Plastic was the most common type of litter found on the seafloor, accounting for 41%, while rubbish associated with fishing activities (discarded net and fishing lines) made up 34%. Glass, metal, wood, paper and cardboard, clothing, pottery and unidentified materials were also documented.

Jonathan Copley, senior lecturer in marine ecology at the University of Southampton, who did not take part in the study, said: "This very important research confirms what most of us who work in the deep ocean have noticed for quite some time – that human rubbish has got there before us.

"But this paper presents an analysis of the kinds of rubbish, what is common where, and what sort of activities are having the most impact in terms of rubbish reaching the deep ocean in different regions. People are piecing this together on a global scale to appreciate how widespread this problem is potentially."

As more of Europe's deep seafloor is being explored, litter is being revealed as far more widespread than previously thought. While individual studies have used trawling to quantify the amount of litter in particular areas or remotely operated vehicles to study the types of waste, this paper is the first to analyse the patterns of distribution and abundance of litter across different underwater geographical settings and depths.

The most dense accumulations of litter were found in deep underwater canyons, and the lowest density on continental shelves and ocean ridges, according to the international study involving 15 European organisations.

Dr Kerry Howell, associate professor at Plymouth University's Marine Institute, who took part in the study, said: "This survey has shown that human litter is present in all marine habitats, from beaches to the most remote and deepest parts of the oceans. Most of the deep sea remains unexplored by humans and these are our first visits to many of these sites, but we were shocked to find that our rubbish has got there before us."

Litter disposal and accumulation in the marine environment is one of the fastest growing threats the health of the world's oceans, with an estimated 6.4m tonnes of litter entering the oceans each year.

Plastics are by far the most abundant material, introducing toxic chemicals that can be lethal to marine fauna and break down into "microplastics" that have become the most abundant form of solid-waste pollution on Earth. Plastic pollution has also been found to be changing microbial processes in the ocean.

Besides the visible impact of marine pollution, litter can be mistaken as food and ingested by a wide variety of marine organisms. Entanglement in derelict fishing gear – known as "ghost fishing" – is a serious threat to mammals, turtles, birds and corals. Floating litter also facilitates the transfer of alien species to new habitats.

Scientists said one interesting discovery made in the study related to seafloor deposits of clinker – the residue of burnt coal dumped by steam ships from the late 18th century onwards.

Marine biologist Dr Eva Ramirez-Llodra said: "We have known that clinker occurs on the deep-sea bed for some time, but what we found was the accumulation of clinker is closely related with modern shipping routes, indicating that the main shipping corridors have not been altered in the last two centuries."

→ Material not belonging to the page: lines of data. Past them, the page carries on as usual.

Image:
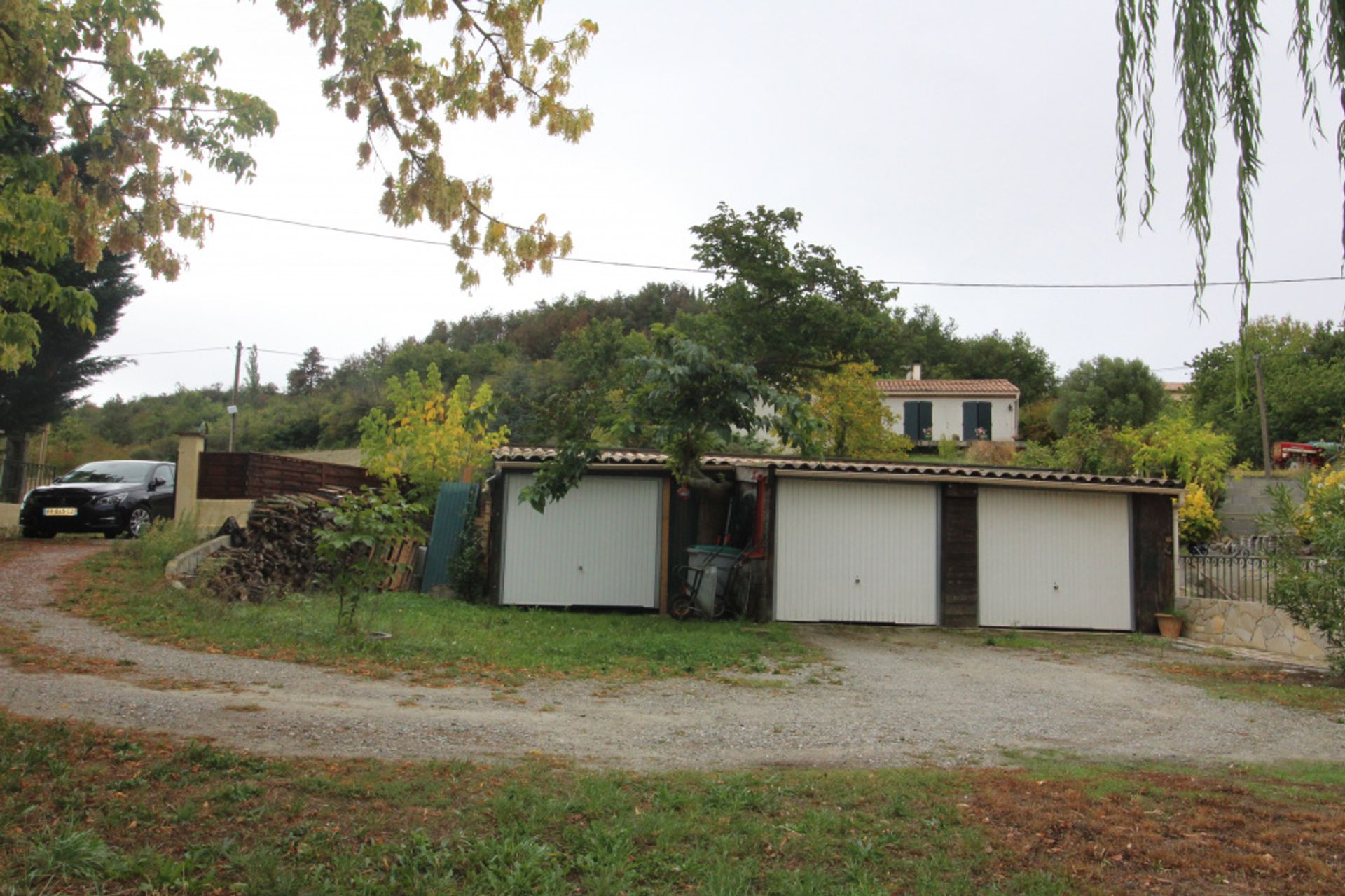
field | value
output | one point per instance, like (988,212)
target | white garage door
(596,546)
(1054,558)
(856,552)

The report also showed the path that materials such as plastics can take, originating from coastal and land sources and being carried along continental shelves and slopes into deep water.

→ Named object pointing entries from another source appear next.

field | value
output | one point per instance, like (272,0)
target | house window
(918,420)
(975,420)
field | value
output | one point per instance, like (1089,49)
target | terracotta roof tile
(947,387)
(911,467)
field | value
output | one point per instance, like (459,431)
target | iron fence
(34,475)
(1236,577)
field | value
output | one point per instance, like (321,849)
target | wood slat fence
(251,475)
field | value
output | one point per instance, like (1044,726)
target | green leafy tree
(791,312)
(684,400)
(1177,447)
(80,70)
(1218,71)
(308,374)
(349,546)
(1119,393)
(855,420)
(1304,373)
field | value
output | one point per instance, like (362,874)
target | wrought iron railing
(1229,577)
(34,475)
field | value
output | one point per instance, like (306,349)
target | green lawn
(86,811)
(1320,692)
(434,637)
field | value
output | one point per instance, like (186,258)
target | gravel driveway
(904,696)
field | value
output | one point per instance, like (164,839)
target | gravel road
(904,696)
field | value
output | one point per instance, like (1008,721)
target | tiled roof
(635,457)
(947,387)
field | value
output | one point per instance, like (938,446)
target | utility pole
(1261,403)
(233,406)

Dr Veerle Huvenne, seafloor and habitat mapping team leader at the National Oceanography Centre, Southampton, said: "Submarine canyons form the main connection between shallow coastal waters and the deep sea. Canyons that are located close to major coastal towns and cities, such as the Lisbon canyon offshore Portugal, or the Blanes canyon offshore Barcelona, can funnel litter straight to water depths of 4,500m or more."

The paper, Marine litter distribution and density in European Seas, from the shelves to deep basins, was published in the journal PLOS ONE.

The study was led by the University of the Azores, and is a collaboration between the Mapping the Deep Project led by Plymouth University and the Hermione Project, coordinated by the National Oceanography Centre, Southampton.